Identifying critical protein-protein interactions with ML methods

Project summary The cloud module proposed here is focused on applying machine learning (ML) methods for the analysis of large datasets generated from molecular dynamics (MD) simulations of biomolecules. ML has become a common set of tools used in many areas of scientific research, albeit still with some barriers to their imple- mentation due in part to a relative dearth of training materials. Thus, the proposed module is especially timely. The dataset that will be used in the module is derived from long-timescale MD simulations of the SARS-CoV-2 or SARS-CoV spike protein receptor binding domain (RBD) bound to the human receptor on the cell surface, ACE2. The ML approaches covered are logistic regression, random forest, and multilayer perceptron (a type of neural network).
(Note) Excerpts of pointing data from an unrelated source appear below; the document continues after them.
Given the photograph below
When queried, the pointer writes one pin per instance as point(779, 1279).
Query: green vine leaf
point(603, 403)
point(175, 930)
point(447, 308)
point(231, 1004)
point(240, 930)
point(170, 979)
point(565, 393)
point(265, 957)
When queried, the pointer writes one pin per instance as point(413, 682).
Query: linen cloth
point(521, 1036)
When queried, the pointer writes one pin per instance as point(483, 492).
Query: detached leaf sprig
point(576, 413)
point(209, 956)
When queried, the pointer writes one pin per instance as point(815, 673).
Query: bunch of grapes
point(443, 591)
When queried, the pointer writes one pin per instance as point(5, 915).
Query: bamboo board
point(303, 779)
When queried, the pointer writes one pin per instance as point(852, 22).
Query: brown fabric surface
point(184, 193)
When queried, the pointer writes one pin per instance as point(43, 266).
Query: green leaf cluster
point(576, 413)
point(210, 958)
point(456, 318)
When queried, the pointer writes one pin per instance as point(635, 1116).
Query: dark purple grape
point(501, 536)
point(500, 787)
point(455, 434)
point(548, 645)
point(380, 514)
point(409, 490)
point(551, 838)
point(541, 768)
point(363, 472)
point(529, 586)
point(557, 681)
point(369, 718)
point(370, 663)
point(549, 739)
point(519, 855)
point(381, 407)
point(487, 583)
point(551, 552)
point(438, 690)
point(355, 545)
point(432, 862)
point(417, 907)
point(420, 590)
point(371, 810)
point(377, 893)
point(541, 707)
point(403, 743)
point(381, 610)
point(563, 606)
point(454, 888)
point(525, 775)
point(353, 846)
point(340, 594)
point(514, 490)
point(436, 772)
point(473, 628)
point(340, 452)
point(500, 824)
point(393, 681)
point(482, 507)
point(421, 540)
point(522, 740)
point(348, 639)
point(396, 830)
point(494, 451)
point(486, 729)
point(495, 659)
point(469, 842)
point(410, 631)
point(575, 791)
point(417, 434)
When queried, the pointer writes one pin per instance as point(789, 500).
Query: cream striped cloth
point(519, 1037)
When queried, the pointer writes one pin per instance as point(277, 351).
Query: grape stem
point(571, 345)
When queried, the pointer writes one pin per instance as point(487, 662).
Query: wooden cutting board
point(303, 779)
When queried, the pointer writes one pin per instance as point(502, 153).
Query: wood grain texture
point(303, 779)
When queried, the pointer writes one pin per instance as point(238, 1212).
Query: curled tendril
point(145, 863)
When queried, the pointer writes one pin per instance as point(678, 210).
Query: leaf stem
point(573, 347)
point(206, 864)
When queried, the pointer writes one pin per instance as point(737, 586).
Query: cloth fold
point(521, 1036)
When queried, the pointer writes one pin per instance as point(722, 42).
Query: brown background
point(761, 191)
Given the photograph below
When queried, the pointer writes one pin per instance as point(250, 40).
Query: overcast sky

These methods will be used to facilitate the identification of the key residues responsible for the increase in binding affinity of SARS-CoV-2 relative to SARS-CoV. The module will guide scientists and researchers through the different steps for analyzing a large amount of data with ML approaches and gleaning meaningful insights from them. The aim is to decrease the barrier for students, scientists, and researchers with a nascent interest in applying ML to problems in quantitative biology. The skills and concepts learned through the module will facilitate the further implementation of ML approaches in the user's own research using a cloud environment. Such approaches can be extended by users to the application of ML for analyzing large datasets produced in other areas of research, including experimentally. The design of the module is based on tutorials developed for a recent workshop with participants spanning the full gamut of education levels and coding experience, illustrating its adaptability, meeting the needs of all users.